Ces trois cartes (Centre de ressources, classe, réseau) sont gratuites. Une même école peut cumuler une carte pour l’emprunt du fonds de la BCD au Centre de ressources pour les écoles et plusieurs cartes classes. Cette possibilité permet aux enseignants de proposer des documents variés à la fois dans leur classe et dans la bibliothèque centrale d’école.

La superficie moyenne d’une BCD se situe autour de 36,50 m2. On trouve tous les cas de figure, de la BCD de 8 m2 à celle de 100 m2. Les crèches disposent le plus souvent d’un « coin lecture » dans une salle où les livres sont exposés. Les horaires de consultation et de prêt varient beaucoup en fonction des écoles, allant d’une ou deux heures par jour à une ouverture quasi permanente 7.

Au départ de l’opération, dans les années 1980, le budget annuel du Service enseignement pour les BCD s’élevait à 200 000 F pour le mobilier, et à 300 000 F pour l’achat des livres. À présent que toutes les écoles sont équipées, 14 170 € sont affectés en 2003 pour l’amortissement du matériel et 19 200 € pour la constitution des fonds. Pour renouveler les collections en complément des crédits du Service enseignement, le Centre de ressources disposait, en 1984, de 87 000 F, et bénéficie, en 2003, d’un budget de 19 824 €.

Des collections diversifiées

En 1989, quelques années après la création de ce service, le Fonds tournant proposait 13 000 volumes.
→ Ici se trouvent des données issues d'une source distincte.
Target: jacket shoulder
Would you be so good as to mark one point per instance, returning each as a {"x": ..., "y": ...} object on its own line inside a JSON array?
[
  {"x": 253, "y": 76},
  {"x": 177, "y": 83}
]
En 1995, le prêt aux écoles comptait 35 000 volumes. En 2003, le Centre de ressources offre 53 177 documents, dont les deux cinquièmes sont régulièrement empruntés par les écoles et les crèches. Le nombre d’ouvrages prêtés est passé d’un livre par enfant dans les années 1980 à 1,25 livre en 1994, pour atteindre 1,50 livre en 2003.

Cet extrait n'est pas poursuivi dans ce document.